Albert Einstein acertaba una vez más cuando ironizó sobre el hecho de que las inercias mentales son aun más fuertes que las poderosas inercias físicas. Esto es especialmente cierto cuando se trata del imaginario colectivo. Haga usted mismo la prueba. Explique a alguien que el general estadounidense Wesley Clark, que llegó a ser comandante supremo de la OTAN durante la guerra de Kosovo, denunció que algunos altos cargos de su Gobierno, como Donald Rumsfeld y Paul Wolfowitz, le habían revelado que ya estaba planificada la destrucción de los gobiernos de siete países: además del Afganistán ya atacado, y continuando por Irak, Siria, Líbano, Libia, Somalia y Sudán, el proyecto terminaba con el ataque a Irán. Yo ya hice esa prueba. Reacción de mi interlocutor: “Eso es discutible”. Fue el traductor quién tuvo que intervenir: “Juan simplemente se ha referido a lo que dijo el general ante una cámara de televisión. ¿Qué sería lo discutible, qué al general se le haya hecho tal revelación o que él lo haya denunciado públicamente?”.
Usted también podría exponer a alguien las conclusiones que hizo públicas la Comisión del Congreso estadounidense que investigó la actual crisis financiera. En ellas queda claro que la crisis no fue el resultado de una especie de fuerzas naturales impredecibles o de los inexorables procesos de “los mercados” sino de las actuaciones irresponsables y deshonestas, e incluso a veces ilegales, de muchos responsables de la banca y las finanzas, con la colaboración del estamento político. La principal de estas actuaciones fue la desregulación de los controles estrictos ya existentes sobre las políticas de supervisión de créditos e hipotecas de alto riesgo. La Comisión concluye que las estructuras básicas del sistema financiero que llevaron al derrumbe no solo siguen firmemente en pie sino que la concentración de activos financieros es significativamente mayor ahora que antes de la crisis. Yo hice también la prueba, esta vez con alguien muy cercano. Reacción: “Eso huele a conspiración; lo que nos dicen quienes saben de economía e intervienen cada día en las televisiones, radios y diarios es que hemos vivido por encima de nuestras posibilidades y que ahora estamos sufriendo las consecuencias”.
Por uno de esos extraños sincronismos, mientras escribo, se proyectan en el canal National Geographic las imágenes de los últimos días del Régimen nazi y del Imperio japonés. Contemplo el estupor del pueblo alemán y del japonés tras el desmoronamiento de sus absurdos imaginarios, forjados gracias a tanta y tan poderosa propaganda. Sus universos, en torno a su führer y a su emperador, eran al parecer los mejores posibles. También, hace cuatro décadas, un hombre recto, un analista del Departamento de Defensa, Daniel Ellsberg, chocó contra la misma obcecación cuando entregó al secretario de Estado de Defensa, Robert McNamara, las conclusiones de su investigación sobre la marcha de la guerra de Vietnam: no es que Estados Unidos esté apoyando a “los malos”, es que nosotros somos “los malos”. A continuación filtró 30.000 documentos secretos del Pentágono, convirtiéndose así, según su compañero-enemigo Henry Kissinger, en “el hombre más peligroso de América”.
Es el mismo esquema que hemos visto repetirse recientemente con las revelaciones de WikiLeaks, que dejan en evidencia el proyecto de dominación mundial del Imperio occidental y sus grandes manipulaciones de la información.
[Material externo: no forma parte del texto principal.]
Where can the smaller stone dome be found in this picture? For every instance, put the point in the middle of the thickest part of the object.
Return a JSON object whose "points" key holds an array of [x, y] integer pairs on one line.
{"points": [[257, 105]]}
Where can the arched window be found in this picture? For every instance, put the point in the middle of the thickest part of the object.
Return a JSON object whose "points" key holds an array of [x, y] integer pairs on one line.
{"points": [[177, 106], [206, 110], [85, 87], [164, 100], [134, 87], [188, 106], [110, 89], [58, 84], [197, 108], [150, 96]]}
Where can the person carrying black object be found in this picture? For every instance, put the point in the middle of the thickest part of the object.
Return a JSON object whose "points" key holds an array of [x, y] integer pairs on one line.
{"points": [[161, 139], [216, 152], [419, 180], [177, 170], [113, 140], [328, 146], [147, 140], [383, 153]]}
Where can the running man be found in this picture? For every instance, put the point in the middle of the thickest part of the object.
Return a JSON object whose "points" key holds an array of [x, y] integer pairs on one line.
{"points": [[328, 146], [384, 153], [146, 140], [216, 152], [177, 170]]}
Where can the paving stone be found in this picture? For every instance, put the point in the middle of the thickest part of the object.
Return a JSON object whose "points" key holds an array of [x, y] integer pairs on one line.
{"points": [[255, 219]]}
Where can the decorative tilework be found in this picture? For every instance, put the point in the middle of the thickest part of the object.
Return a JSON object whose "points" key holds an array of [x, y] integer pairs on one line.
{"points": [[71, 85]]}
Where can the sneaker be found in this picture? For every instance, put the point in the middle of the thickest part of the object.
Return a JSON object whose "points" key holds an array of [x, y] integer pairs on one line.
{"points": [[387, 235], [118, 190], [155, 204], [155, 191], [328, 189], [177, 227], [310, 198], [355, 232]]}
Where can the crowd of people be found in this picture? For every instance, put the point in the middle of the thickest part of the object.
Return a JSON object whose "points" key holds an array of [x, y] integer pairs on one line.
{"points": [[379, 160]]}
Julian Assange afirma que dicho Imperio es un monstruoso Estado de seguridad oculto cuyo centro de gravedad está en Estados Unidos pero cuyos tentáculos se extienden cada vez más por todo el mundo. Se calcula que Estados Unidos tiene 817.000 personas trabajando en labores de seguridad top secret. Este Imperio anglosajón, que no repara en agresiones internacionales, crímenes masivos o golpes de mercado, pasará. Los grandes financieros-“filántropos” (“los mercados”), que son el verdadero núcleo profundo de ese Imperio, pasarán. Al igual que todos los tiranos que han aparecido a lo largo de la historia. Pero mientras nuestra gran masa social no sea capaz de reconocer claramente quiénes y por qué nos están llevando al desastre, el sufrimiento de nuestros pueblos se prolongará aún durante años. Mi último libro, La Hora de los grandes “filántropos”, es mi modesta aportación en esta importante batalla.